Weekly Brief: Waymo embraces B2B against robo-taxi uncertainty

Drivers don’t like driverless cars.

A decade after Google launched its self-driving car division, after hundreds of pilots on public roads by dozens of companies and increased exposure to the concept in the media and entertainment, distrust remains high among the general public and the prospect of a fully autonomous future continues to scare the daylights out of many people, no matter what country they live in. Last week researchers published a poll of 3000 adults in the UK; 75% said they feared a fully driverless future and 60% said they’d prefer to drive their own cars with integrated autonomous features rather than become full-time passengers in robo-taxis.

Polls in the US have produced similar results. More worrisome, pilots and trials on public roads have led to physical backlash. In Chandler, Arizona, where Waymo first launched its Early Rider pilot, Waymo vehicles have been attacked more than 20 times in two years by angry bystanders and drivers. This goes way beyond fist shaking. The Chandler police department has reported Waymo cars getting hit by rocks. People have tried to run them off the road and braked hard in front of them to force them into a crash. They’ve slashed their tires and threatened engineers with PVC pipe. One guy pointed a .22 caliber gun at the safety driver behind the wheel of a Waymo vehicle and told him to get out of his neighborhood.

Are these extremes?

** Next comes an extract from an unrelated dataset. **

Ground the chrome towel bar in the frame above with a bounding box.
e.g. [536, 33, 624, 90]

Of course they are. Is resistance to be expected whenever you introduce a new idea, especially one that demands a paradigm shift in the way people have approached transportation for more than a century and which, oh by the way, may eliminate millions of jobs between the trucking industry and the taxi and ride-hailing industry in the process? You bet it is. Every disruptive change faces skepticism. Every action causes a reaction. When two objects collide, both experience the same force but in opposite directions. Newton taught us that. The rough road ahead for a fully autonomous future will remind us of it.

Last week Waymo inked a new deal with AutoNation, the largest auto retail supplier in America. The two have worked together in the past. The company has experimented with giving AutoNation customers free rides to car dealerships. It’s also used its partner to help maintain its own fleet of robo-taxis. This latest deal is different. In the months ahead Waymo vehicles will begin to transport AutoNation car parts from one production location to another as well as to thirty party locations. In other words, it has an audition to become the parts producer’s primary delivery service.

It makes sense. The delivery routes will be consistent and in less trafficked places than, say, a neighborhood cul-de-sac where an angry parent could be perturbed to the point of a PVC pipe. The opportunity is huge. Back in June we saw Walmart announce a partnership with Gatik AI to start moving goods on short hauls between businesses. Delivery companies like FedEx and UPS, as well as the US Postal Service, are exploring self-driving technology to move goods. Meanwhile self-driving big rigs have the ability to disrupt the long-distance trucking industry and carve out significant new revenue streams for autonomous vehicle companies.

Waymo assures that, in pursuing business-to-business opportunities, it’s not giving up on passenger transportation. To the contrary, it’s expanding to new cities and states. For the first time in Arizona, it’s set to roll out robo-taxis without any safety drivers behind the wheel while passengers ride in the backseat. Robo-taxis are coming in other words, whether or not you like it but self-driving delivery services are coming too, faster and with less resistance and an easier path to market. They’ll go mainstream long before robo-taxis will. You can bet on that.